During his club’s 2-1 preseason win over the Philadelphia Union at EverBank Field on Wednesday night, Petke saw what he said was a first for his career: the awarding of an indirect free kick without a goalkeeper first being warned for time-wasting.
The incident occurred in the 29th minute, when New York’s Luis Robles came out and scooped up a loose ball in the penalty area. When referee Chris Penso (pictured at right) determined Robles had held the ball beyond the six-second time limit, he called for an indirect free kick that resulted in a Jack McInerney goal.
“It was an interesting call that got them their goal, but that was par for the course,” Petke said. “They said it’s an MLS initiative this year to crack down on goalkeepers taking too long.

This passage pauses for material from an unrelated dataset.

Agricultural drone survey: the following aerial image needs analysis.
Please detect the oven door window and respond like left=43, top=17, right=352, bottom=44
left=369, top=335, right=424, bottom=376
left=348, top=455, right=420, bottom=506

Instead of giving him a warning, I guess they took it really literally and just called it right away and gave him a free kick.”
The rule has long existed and is part of FIFA’s Laws of the Game, which state that an indirect free kick will result if a goalkeeper “controls the ball with his hands for more than six seconds before releasing it from his possession.”
Warnings are a common occurrence, particularly late in matches, but when asked if he had ever seen a kick awarded without a warning, Petke said: “Never.”
On the other side, Philadelphia coach John Hackworth said Robles was warned “a couple of times,” and that “it was a lot longer than six seconds.”
He added: “If that’s what the MLS is going to call, as a coach, I would rather them start calling it in preseason so we can get used to that kind of thing.”
SoccerWire.com has submitted a request for further information about this situation to MLS and PRO (Professional Referee Organization).